In 2014, I published a paper in Proceedings of the National Academy of Sciences where I proved mathematically that quantum mechanics arises as a classical Many-Worlds theory, just as Austrian capital theory had suggested.

And that is not all. Reading Murray Rothbard convinced him that “free market anarchy is the best society.” Moreover, the laws of physics show that this society will inevitably come to be:

In my book with John Barrow, The Anthropic Cosmological Principle, I formulated this as the Final Anthropic Principle (FAP): in any universe, intelligent life must come into existence, and, once in existence, would never die out. . . . The real question is, why is it possible for humans, idiots that we obviously are, to develop science and technology? The answer is simple: the laws of physics are set up so that we idiots can figure them out with sufficient accuracy to develop the technology that will allow our descendants to survive to the end of time. Ultimately, it is the Cosmological Singularity that arranged the laws of physics to ensure this. The proof of FAP also shows that in the end, free cooperation between our descendants will be required in the far future in order for them to survive, and the laws of physics require them to survive. In the end, physics and libertarian philosophy are the same.

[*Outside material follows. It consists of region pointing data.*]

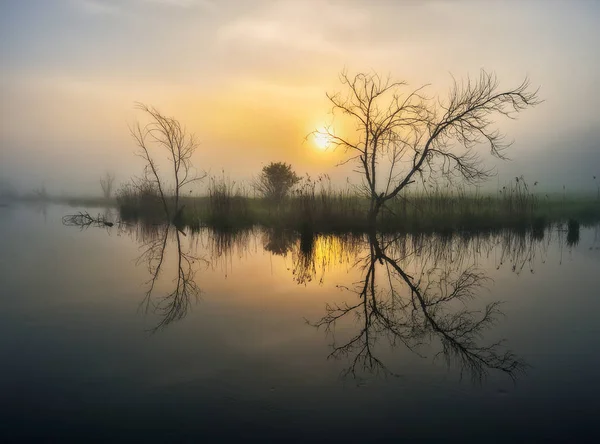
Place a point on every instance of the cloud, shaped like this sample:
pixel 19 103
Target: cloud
pixel 310 26
pixel 113 7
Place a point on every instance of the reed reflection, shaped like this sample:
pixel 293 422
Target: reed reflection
pixel 412 298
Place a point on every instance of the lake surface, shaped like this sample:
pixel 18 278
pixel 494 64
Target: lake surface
pixel 147 334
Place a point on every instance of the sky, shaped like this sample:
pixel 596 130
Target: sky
pixel 249 79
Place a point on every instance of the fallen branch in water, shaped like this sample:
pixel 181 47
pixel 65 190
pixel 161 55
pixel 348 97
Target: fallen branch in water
pixel 84 220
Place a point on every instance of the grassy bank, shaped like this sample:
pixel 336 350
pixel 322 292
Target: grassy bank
pixel 326 211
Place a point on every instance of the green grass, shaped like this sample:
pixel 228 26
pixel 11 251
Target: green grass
pixel 343 212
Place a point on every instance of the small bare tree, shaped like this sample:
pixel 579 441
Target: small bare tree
pixel 402 134
pixel 167 134
pixel 106 183
pixel 275 181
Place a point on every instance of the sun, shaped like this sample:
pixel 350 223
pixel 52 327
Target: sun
pixel 322 139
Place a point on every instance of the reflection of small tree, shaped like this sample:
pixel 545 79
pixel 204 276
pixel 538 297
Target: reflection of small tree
pixel 167 134
pixel 174 305
pixel 106 183
pixel 403 134
pixel 276 181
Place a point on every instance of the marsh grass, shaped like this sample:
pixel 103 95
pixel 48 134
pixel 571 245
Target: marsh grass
pixel 316 207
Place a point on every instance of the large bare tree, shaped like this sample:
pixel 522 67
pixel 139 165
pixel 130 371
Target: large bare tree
pixel 166 134
pixel 403 134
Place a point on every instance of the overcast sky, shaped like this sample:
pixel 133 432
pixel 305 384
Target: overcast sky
pixel 249 78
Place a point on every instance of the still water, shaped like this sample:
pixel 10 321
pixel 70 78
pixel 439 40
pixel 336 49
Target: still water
pixel 129 333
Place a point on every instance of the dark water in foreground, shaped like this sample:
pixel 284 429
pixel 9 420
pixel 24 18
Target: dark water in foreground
pixel 132 334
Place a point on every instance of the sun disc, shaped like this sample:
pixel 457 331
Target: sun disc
pixel 322 140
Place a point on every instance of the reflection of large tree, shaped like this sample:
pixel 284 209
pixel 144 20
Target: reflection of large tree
pixel 414 309
pixel 175 304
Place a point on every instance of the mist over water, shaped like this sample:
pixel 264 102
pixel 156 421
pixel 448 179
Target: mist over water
pixel 299 220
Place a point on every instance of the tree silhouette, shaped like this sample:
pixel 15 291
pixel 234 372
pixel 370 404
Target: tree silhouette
pixel 402 134
pixel 275 181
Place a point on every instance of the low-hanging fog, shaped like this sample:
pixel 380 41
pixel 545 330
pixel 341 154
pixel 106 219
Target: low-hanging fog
pixel 249 78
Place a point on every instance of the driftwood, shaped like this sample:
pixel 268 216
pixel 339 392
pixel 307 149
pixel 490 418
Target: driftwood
pixel 84 220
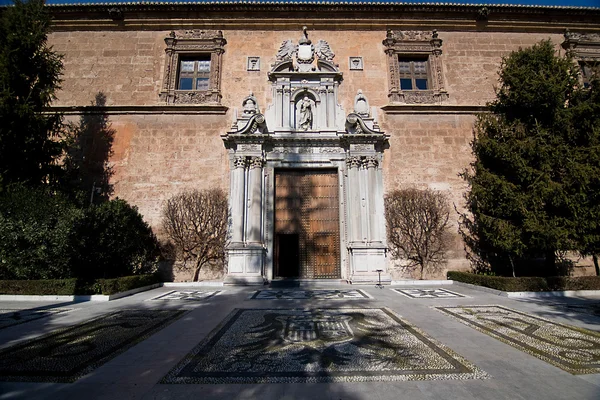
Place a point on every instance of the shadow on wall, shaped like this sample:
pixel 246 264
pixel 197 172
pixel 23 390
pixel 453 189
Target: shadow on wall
pixel 89 148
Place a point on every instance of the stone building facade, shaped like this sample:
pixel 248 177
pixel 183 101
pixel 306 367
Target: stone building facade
pixel 305 114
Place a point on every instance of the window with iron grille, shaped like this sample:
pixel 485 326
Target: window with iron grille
pixel 413 73
pixel 194 73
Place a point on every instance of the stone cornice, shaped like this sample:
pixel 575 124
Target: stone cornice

That is indeed a remarkable claim, but I wonder whether opponents of libertarianism could reply, “Perhaps you are right, but let’s wait for a few hundred million years before establishing a libertarian society.”

There is enormously more of interest in this volume, and I recommend it to all those curious about what leads people to become libertarians. It is quite expensive, but those who cannot afford it should use their ingenuity to secure access to it.